Here's a question about the Skyfall Spearhead.

It says "Up to 3 skimmer units". Well if I remember correctly IG can field 3 Valkyries/Vendettas as a unit. So, presumably, an IG player can have 9 Valkeries/Vendettas Deepstrike, and only scatter once plus fire on the turn they arrive. 

Granted that's a fairly large point game to fit in 9 of them, but still. That's a hell of alot of fire power to suddenly appear, and get free shots at my side armor.


----------



## Sethis (Jun 4, 2009)

Crimson Shadow said:


> It says "Up to 3 skimmer units". Well if I remember correctly IG can field 3 Valkyries/Vendettas as a unit. So, presumably, an IG player can have 9 Valkeries/Vendettas Deepstrike, and only scatter once plus fire on the turn they arrive.
> 
> Granted that's a fairly large point game to fit in 9 of them, but still. That's a hell of alot of fire power to suddenly appear, and get free shots at my side armor.


Correct. However I can't see a decent reason to do this, because instead you just use the mechanised assault one for a certain turn 1 outflank, with 3 squads of Melta Stormies inside them. Move 12", drop off 6 Melta guns aiming at 3 targets, and get 6 Twin Linked Lascannon shots at up to 3 other targets. Sounds fun to me!


----------



## Horacus (Oct 5, 2009)

Sethis said:


> Correct. However I can't see a decent reason to do this, because instead you just use the mechanised assault one for a certain turn 1 outflank, with 3 squads of Melta Stormies inside them. Move 12", drop off 6 Melta guns aiming at 3 targets, and get 6 Twin Linked Lascannon shots at up to 3 other targets. Sounds fun to me!

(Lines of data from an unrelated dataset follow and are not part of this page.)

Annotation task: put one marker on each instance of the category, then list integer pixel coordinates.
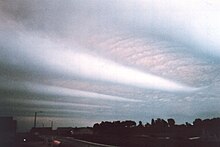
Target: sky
(82, 62)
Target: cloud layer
(94, 60)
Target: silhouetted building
(7, 131)
(64, 131)
(82, 131)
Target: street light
(51, 124)
(35, 117)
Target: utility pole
(51, 124)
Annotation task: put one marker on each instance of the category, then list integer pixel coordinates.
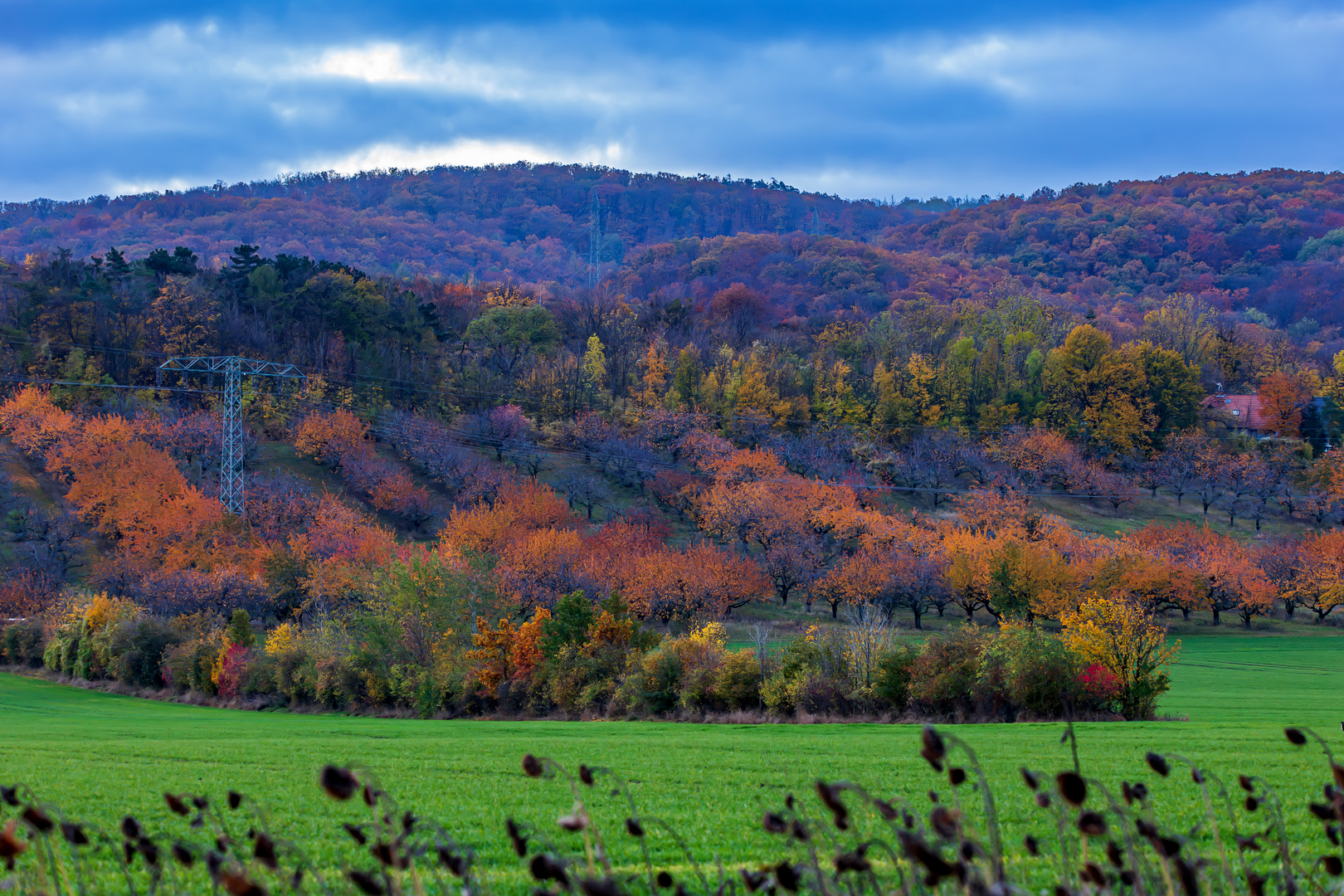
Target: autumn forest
(562, 425)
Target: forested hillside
(1010, 407)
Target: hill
(1268, 240)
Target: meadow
(101, 755)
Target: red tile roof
(1244, 409)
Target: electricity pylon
(231, 442)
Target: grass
(100, 755)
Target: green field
(101, 755)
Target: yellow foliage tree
(1125, 638)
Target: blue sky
(860, 100)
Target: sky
(864, 100)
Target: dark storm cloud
(862, 102)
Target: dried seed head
(387, 855)
(546, 868)
(240, 885)
(933, 742)
(183, 856)
(855, 861)
(1188, 880)
(265, 852)
(38, 820)
(339, 783)
(366, 883)
(933, 748)
(945, 821)
(572, 822)
(1094, 874)
(830, 798)
(455, 863)
(11, 845)
(1093, 824)
(1071, 787)
(516, 837)
(602, 887)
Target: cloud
(460, 152)
(1006, 105)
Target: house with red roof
(1244, 410)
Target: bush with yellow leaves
(1129, 641)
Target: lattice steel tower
(231, 441)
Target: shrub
(800, 659)
(945, 674)
(738, 683)
(296, 674)
(188, 665)
(138, 650)
(895, 670)
(1131, 642)
(1040, 672)
(21, 644)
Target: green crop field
(100, 755)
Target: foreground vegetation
(465, 776)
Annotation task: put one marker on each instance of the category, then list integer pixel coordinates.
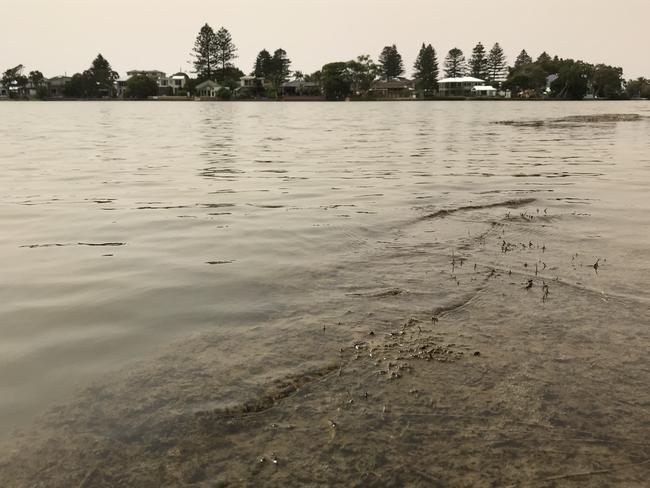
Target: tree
(478, 62)
(455, 64)
(608, 81)
(102, 76)
(14, 80)
(362, 74)
(639, 88)
(573, 80)
(36, 78)
(141, 87)
(97, 81)
(335, 78)
(315, 77)
(496, 65)
(226, 51)
(523, 59)
(528, 80)
(280, 69)
(263, 65)
(426, 71)
(205, 53)
(390, 61)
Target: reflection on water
(124, 227)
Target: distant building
(458, 87)
(484, 91)
(173, 85)
(208, 89)
(300, 88)
(120, 87)
(153, 74)
(56, 86)
(398, 88)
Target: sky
(63, 36)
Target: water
(127, 229)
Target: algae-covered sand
(478, 346)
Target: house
(120, 87)
(484, 91)
(208, 89)
(153, 74)
(56, 86)
(394, 89)
(459, 87)
(301, 89)
(178, 82)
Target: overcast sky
(63, 36)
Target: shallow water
(275, 233)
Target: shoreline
(471, 381)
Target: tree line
(214, 53)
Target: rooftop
(464, 79)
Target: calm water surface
(127, 226)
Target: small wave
(441, 214)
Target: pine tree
(496, 64)
(523, 59)
(426, 70)
(478, 62)
(280, 68)
(225, 50)
(205, 53)
(263, 63)
(390, 61)
(455, 64)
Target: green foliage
(608, 81)
(523, 59)
(336, 82)
(205, 53)
(36, 78)
(639, 88)
(478, 63)
(362, 74)
(496, 63)
(225, 49)
(263, 65)
(426, 71)
(455, 64)
(391, 64)
(230, 77)
(95, 82)
(141, 87)
(573, 80)
(530, 78)
(279, 69)
(15, 82)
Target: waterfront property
(304, 90)
(208, 89)
(56, 86)
(395, 89)
(484, 91)
(459, 87)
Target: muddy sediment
(495, 359)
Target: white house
(458, 87)
(484, 91)
(208, 89)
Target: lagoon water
(127, 229)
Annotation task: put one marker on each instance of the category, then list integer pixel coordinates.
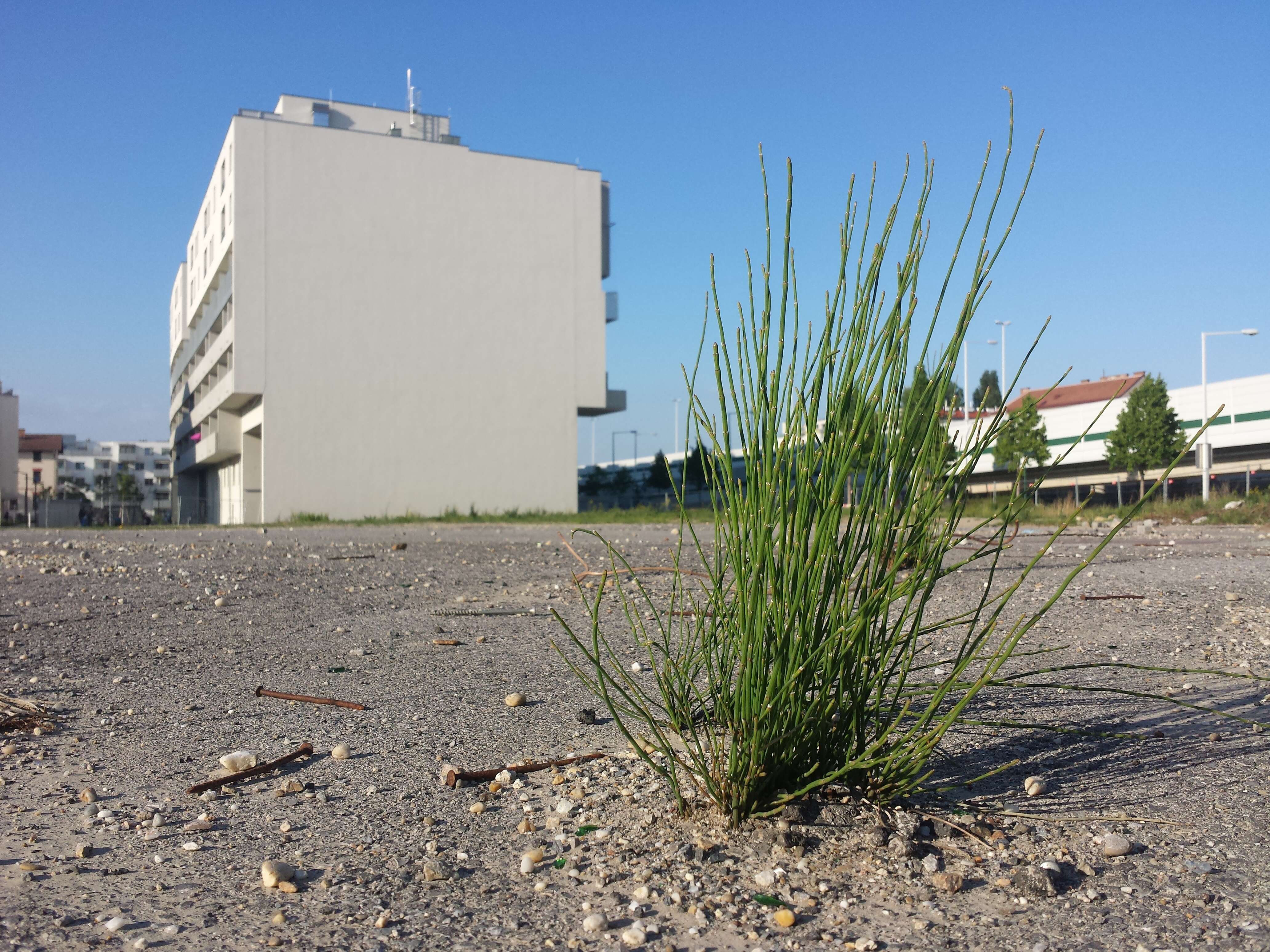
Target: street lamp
(1207, 450)
(1004, 325)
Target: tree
(660, 477)
(1021, 438)
(988, 393)
(953, 395)
(1147, 433)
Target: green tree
(988, 393)
(1021, 438)
(1147, 433)
(660, 477)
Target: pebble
(1114, 845)
(435, 870)
(239, 761)
(275, 871)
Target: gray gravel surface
(337, 611)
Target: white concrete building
(375, 320)
(93, 468)
(1240, 436)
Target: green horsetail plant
(809, 653)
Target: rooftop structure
(375, 319)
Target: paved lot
(338, 612)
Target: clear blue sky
(1146, 223)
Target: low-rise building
(102, 471)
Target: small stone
(1116, 845)
(239, 761)
(1034, 880)
(435, 870)
(275, 871)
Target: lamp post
(1207, 450)
(1004, 325)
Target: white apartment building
(93, 468)
(374, 319)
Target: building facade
(374, 319)
(1080, 417)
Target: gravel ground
(149, 648)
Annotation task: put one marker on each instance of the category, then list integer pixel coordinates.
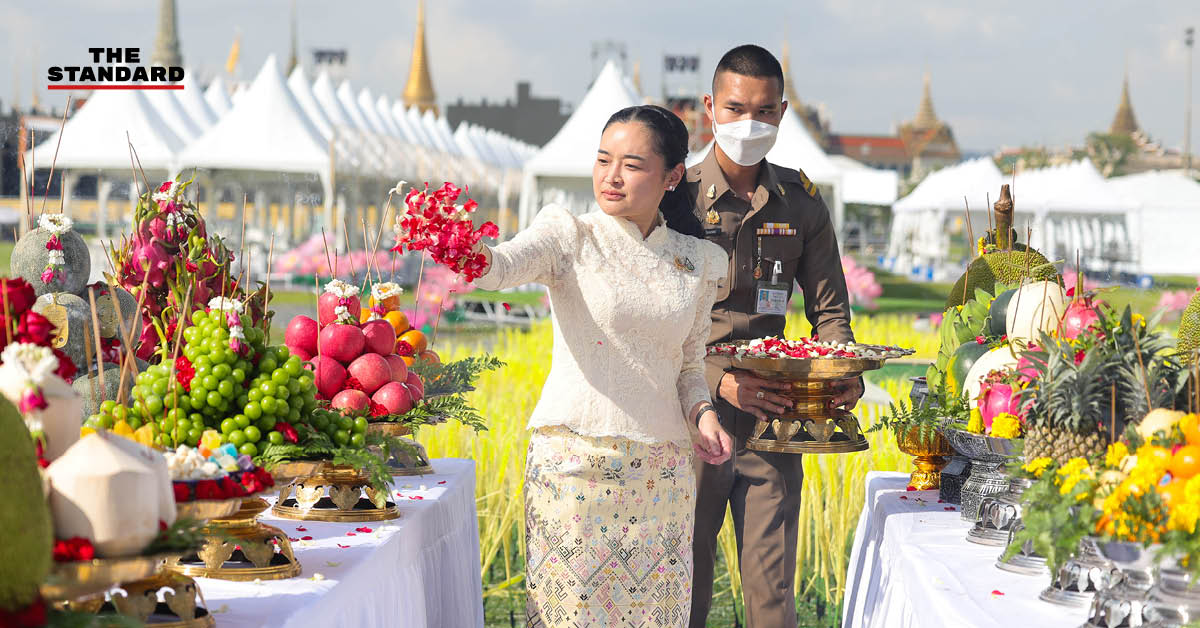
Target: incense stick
(95, 327)
(55, 160)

Yes it does...except when you're the victim...but yea, sounds cool.


----------



## fynn (Sep 19, 2008)

Warlock in Training said:


> Exactly, Daemons have 1 walker and 1 MC. Both in Heavy Slots. So you can use either the minnimum 3 DP for one formation, or 3 SGs for any walker one. Thats a lack of options. Nids can use MC out the yang, but they still have no Super heavies, and a Warhound will eat Carnie broods like nothing.


but arnt DP's a HQ choice for daemons? as HQ chices cant be used in the MC spearhead (i looked at it for my CSM) and titans cant be used in spearhead only superheavys


----------



## Scathainn (Feb 21, 2010)

DP's are a HS choice for Chaos Daemons but a HQ choice for CSMs.


----------



## Aramoro (Oct 7, 2009)

It sadden me that the Outrider Spearhead doesn't let you take Vypers as your Outriders, like it shows in the picture. Vypers would make good outriders for a Falcon I think. 

Aramoro


----------



## tu_shan82 (Mar 7, 2008)

Games Workshop has posted a new hobby article looking at some of the specific Spearhead formations available with their new 40K rules expansion.They can be found here.


----------



## Pssyche (Mar 21, 2009)

Why can't you field a Titan in Spearhead? They are Super Heavy Walkers.


----------



## fynn (Sep 19, 2008)

becourse spearhead is aimed at getting people to buy lots and lots of GW tanks, and not FW titans


----------



## Shandathe (May 2, 2010)

Eh, the different formations will work better for some races than others, but I think it'll work out overall. Note that aside from 'what kind of tanks can I field' a possibly more important question is 'how can I kill tanks at range'? You've still got the normal FoC options for fighting besides the spearheads.


----------



## Pssyche (Mar 21, 2009)

The wording on the Super Heavy Spearhead datasheet says "One super-heavy vehicle chosen from any Apocalypse datasheet."
The Category "Super Heavy Vehicles" covers not just S/H Tanks, but S/H Open-Topped Vehicles, S/H Fast Vehicles, S/H Skimmers and S/H Walkers (Titans). (Apocalypse p.92) 
So, presumably Titans are available for use in Spearhead.


----------